Political parties in Argentina have recovered their legal right to function.
BUENOS AIRES (FILE) (REUTERS)
GV & SVs Supporters putting flowers on Peron memorial. (4 SHOTS) 0.14
BUENOS AIRES (FILE 1972) (REUTERS)
GV & SV (night scenes) Young Peronists demonstrating. (SHOTS) 0.24
BUENOS AIRES (FILE 1973) (REUTERS) GV & SV Peron and wife Isabella walk onto rostrum, wave to crowd. (3 SHOTS) 0.34
BUENOS AIRES (OCTOBER 1973) (REUTERS)
SV INTERIOR President Peron and wife enters room, sits at desk, speaks. (3 SHOTS) 0.49
BUENOS AIRES JULY 1974 (REUTERS - SERGIO AVILES)
1974: SCU & GV Mrs Isabella Peron mourning beside Peron's body. (2 SHOTS) 1.02
Background: Political parties in Argentina have recovered their legal right to function. On July 16th, President Reynaldo Bignone signed a law lifting restrictions on political activity that have been in force since the military took control more than six years ago. On the day he took office, President Bignone undertook to return Argentina to democratic civilian government by March 1984.
SYNOPSIS: The following day, July 1st, was the eighth anniversary of the death of Juan Domingo Peron. The memories of older members of the Peronist movement go back to his first presidency - ended by a military coup in 1955. Some of the younger generation can barely remember his brief comeback eight years ago. Yet his name inspires Argentina's largest political group.
Peron returned from almost twenty years of exile in 1973 - to become president for the second time, with his wife, Isabel. as his vice-president. The Peronist legend, that brought his unexpected election victory, survived a year of office that added little of substance to his reputation. He was 77 and in poor health. When he died, on July 1st 1974, his widow became Argentina's and the world's first woman president. She had been a dancer before she married Peron as his third wife. Her political experience was negligible.
The eighteen months of her Presidency were a time of increasing violence and mounting inflation. Finally the military took over, and put her under house arrest. Eva Peron - " Evita", Peron's second wife, was the real idol of the movement. Before she died in 1952, she had built a following among los descamisados - the shirtless ones - that the Peronists have never lost. Her memory is still honoured, thirty years after her death.
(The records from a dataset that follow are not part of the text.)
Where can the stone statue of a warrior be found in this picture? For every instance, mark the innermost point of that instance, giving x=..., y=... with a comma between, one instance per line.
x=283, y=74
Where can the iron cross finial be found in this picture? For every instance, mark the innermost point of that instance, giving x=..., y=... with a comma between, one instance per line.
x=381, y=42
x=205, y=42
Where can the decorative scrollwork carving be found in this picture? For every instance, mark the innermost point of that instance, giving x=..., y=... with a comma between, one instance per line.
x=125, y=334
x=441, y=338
Popular demand mounted for the release of Senora Isabel Peron from detention - although at the time, in June of last year, street demonstrations were illegal. She bore the name that still had power to rouse the enthusiasm of thousands of Argentines. Political experts believe that the Peronists would win 40 to 20 per cent of the vote if elections were held there now - though the movement is split, and only one faction directly supports Mrs Peron personally. She was released last July, and now lives in exile in Spain.
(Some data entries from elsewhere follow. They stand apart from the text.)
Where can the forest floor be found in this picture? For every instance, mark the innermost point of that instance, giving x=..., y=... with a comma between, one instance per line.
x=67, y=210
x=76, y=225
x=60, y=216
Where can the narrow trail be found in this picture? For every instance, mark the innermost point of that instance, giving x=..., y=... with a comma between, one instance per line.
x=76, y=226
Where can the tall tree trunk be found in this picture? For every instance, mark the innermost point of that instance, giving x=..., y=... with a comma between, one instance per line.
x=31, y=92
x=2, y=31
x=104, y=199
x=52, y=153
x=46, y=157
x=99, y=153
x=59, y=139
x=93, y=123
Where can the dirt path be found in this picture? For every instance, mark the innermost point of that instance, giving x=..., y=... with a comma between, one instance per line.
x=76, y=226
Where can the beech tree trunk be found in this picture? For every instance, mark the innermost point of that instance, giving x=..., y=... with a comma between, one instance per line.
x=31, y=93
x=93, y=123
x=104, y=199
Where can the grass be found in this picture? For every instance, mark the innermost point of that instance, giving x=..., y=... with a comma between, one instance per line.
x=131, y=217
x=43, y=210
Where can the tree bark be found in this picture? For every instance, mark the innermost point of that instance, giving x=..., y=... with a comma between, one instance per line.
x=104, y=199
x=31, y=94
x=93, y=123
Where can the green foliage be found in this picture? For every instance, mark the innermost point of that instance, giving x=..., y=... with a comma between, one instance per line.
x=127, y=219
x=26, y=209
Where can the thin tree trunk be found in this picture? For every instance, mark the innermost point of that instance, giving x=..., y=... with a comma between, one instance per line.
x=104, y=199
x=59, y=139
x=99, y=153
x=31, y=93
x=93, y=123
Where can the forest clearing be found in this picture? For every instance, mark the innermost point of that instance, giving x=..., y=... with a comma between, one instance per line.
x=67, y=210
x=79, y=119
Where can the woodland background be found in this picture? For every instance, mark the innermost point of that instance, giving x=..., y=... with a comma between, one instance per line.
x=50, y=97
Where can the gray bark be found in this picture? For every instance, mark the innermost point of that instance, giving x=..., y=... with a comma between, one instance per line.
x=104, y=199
Arturo Illia, now 81, was president for three years in the 1960s. He is a member of the Radical Party - the second largest political grouping in Argentina. The Radical leader Juan Carlos Pugliese, presented a document called "Before It Is Too Late" to a rally of five major parties in December last year - and the leaders of all five were there to endorse the programme. The document called for the removal of all restrictions on political and trade union activities, free elections and full respect for human rights. The demand for the restoration of the democratic process was building up in Argentina before the Falklands crisis and the fall of General Galtieri.
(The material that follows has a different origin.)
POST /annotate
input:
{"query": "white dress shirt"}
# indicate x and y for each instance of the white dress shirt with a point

The five-party Multipartidaria also includes the Christian Democrats, the Movement for Integration and Development, and, on the left, the Intransigent Party. It is completed by the Justicialist Liberation Front, under the leadership of Deolindo Bittel. This is the formal name of the party that perpetuates the programme of popular nationalism and social welfare still associated with the name of Peron.